People who at first glance seem to be carrying on animated conversations with themselves, complete with bows and gestures and sometimes so loudly they annoy anyone near them, are a common sight nationwide. Of course, they are not conversing with imaginary listeners. As most of us know because we are among them, they are talking to real people, a colleague or business associate, a family member, friend or lover, on one of the now ubiquitous mobile telephones that have transformed the whens, wheres and hows of interpersonal communications for much of the world.

Some commentators express surprise that the Japanese, not known for expressing their opinions publicly, should have embraced the tiny phones so wholeheartedly. They may be overlooking the greater anonymity that mobile phones provide, since one of their conveniences — as well as potential dangers — is that they can be used surreptitiously, away from prying eyes and ears.

There can no longer be any doubt about their increasing acceptance. As of the end of March, subscribers to mobile-phone services — for cellular phones, personal handy-phone systems and special car phones — totaled 56.72 million, for the first time outnumbering the 55.66 million subscribers to established fixed-line phone services.

In the more than one century since the conventional telephone was introduced here, the instrument has played a major role in unifying the country. In the days when private ownership of one of the coveted instruments was still a mark of social distinction, it would have seemed inconceivable that palm-sized mobile phones would become so common that they are catching up with umbrellas as the most frequently forgotten items on public transportation. Even more surprising may be the fact that, as prices fall and more advanced models proliferate, few people take the trouble to reclaim the phones they left behind.

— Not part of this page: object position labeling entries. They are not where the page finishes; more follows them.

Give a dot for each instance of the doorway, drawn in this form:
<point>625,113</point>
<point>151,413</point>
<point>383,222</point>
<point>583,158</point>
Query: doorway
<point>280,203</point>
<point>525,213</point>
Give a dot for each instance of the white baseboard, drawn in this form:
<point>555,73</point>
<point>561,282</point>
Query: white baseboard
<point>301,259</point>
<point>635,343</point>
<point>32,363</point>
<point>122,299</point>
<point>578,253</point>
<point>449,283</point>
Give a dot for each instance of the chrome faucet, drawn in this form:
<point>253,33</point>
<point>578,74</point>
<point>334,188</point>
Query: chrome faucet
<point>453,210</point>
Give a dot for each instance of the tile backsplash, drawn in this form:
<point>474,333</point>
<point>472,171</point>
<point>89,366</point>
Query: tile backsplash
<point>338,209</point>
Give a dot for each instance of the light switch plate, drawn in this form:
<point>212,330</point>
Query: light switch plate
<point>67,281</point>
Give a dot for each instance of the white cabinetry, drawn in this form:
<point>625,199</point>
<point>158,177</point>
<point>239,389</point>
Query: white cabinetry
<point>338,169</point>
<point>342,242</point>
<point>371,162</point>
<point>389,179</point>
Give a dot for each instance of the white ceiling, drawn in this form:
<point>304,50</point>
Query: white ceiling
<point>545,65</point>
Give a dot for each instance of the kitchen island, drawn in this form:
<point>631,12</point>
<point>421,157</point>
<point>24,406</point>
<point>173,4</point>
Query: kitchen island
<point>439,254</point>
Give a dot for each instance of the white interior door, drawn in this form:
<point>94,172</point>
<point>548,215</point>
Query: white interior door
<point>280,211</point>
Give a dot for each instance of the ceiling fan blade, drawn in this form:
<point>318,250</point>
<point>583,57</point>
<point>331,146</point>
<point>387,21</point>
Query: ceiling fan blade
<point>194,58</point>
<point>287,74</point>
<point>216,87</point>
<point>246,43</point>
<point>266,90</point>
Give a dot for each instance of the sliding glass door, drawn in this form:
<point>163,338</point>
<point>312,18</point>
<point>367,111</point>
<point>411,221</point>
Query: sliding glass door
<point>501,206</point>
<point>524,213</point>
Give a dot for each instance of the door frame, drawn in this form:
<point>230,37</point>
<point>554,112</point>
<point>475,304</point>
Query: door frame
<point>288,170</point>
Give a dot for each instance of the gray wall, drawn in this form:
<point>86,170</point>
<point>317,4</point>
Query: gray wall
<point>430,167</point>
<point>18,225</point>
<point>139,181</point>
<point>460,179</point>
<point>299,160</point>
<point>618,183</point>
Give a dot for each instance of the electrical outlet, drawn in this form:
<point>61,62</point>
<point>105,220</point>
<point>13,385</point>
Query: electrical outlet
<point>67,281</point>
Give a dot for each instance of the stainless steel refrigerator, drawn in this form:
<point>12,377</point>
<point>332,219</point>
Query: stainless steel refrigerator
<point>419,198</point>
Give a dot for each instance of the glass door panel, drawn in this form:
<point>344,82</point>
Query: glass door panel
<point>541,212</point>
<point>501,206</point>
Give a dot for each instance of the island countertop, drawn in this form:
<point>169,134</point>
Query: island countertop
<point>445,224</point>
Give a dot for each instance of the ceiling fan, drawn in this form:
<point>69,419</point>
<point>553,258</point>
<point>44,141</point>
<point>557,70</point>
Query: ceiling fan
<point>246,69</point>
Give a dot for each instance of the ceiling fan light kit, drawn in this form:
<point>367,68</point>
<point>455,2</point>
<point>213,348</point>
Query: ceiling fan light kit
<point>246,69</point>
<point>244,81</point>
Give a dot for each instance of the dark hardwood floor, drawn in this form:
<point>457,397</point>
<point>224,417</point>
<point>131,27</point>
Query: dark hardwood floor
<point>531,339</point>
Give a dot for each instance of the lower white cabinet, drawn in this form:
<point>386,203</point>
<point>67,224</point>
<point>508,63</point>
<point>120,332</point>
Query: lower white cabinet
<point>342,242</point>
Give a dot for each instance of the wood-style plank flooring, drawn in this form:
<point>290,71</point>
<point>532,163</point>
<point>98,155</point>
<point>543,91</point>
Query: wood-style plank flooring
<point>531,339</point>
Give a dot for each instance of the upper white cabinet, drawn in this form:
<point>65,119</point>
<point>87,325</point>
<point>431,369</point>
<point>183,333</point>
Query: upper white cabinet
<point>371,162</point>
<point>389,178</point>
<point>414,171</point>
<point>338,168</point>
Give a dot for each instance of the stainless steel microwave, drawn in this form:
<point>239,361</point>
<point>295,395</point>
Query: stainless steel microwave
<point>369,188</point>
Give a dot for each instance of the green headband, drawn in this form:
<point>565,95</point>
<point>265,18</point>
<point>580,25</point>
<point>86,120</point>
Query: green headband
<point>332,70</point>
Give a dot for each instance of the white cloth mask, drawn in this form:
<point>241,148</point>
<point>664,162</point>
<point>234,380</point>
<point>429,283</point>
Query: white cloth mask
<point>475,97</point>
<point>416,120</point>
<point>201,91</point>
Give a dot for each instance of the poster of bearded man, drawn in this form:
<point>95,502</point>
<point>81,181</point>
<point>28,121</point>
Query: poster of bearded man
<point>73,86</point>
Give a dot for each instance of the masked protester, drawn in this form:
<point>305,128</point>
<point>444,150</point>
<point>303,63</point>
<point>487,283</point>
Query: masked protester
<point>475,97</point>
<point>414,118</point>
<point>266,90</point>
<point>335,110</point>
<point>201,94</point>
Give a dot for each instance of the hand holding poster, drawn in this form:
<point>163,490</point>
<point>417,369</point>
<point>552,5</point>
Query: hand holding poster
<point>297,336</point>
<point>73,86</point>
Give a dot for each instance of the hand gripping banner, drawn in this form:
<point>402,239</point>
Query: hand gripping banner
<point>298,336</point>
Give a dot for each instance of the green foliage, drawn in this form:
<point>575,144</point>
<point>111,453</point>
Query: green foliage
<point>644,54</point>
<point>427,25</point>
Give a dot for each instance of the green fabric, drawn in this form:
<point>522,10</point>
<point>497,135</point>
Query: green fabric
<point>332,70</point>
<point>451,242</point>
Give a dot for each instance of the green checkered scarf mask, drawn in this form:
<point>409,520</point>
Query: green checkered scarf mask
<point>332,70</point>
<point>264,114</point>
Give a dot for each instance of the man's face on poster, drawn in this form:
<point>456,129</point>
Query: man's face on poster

The world has changed a great deal since 1876, when the Scottish-born American inventor Alexander Graham Bell became the first person to speak on a telephone line, uttering the immortal words to his assistant in another room “Mr. Watson, come here, I need you” into the transmitter he had devised. Bell, who lived until 1922, originally envisioned his invention as an instrument to aid the hearing-impaired. At the time of his death, of course, it was already in wide use by the general public, although central switchboards were necessary for routing calls and operator assistance was needed for many services.

In those days, there may also have been general agreement on the need for basic standards of telephone courtesy. While it is impossible to turn back the clock, contemporary convenience is no excuse for today’s mobile-phone users to show little concern for other members of the public. Unfortunately, it seems to take more than appeals to conscience to ensure mobile-phone manners. The ban on use of the phones by drivers of moving vehicles has proved effective in reducing traffic accidents that were sometimes fatal. And there is wide compliance with requests to switch off the devices at theaters and concerts, so as not to disturb performers and other members of the audience.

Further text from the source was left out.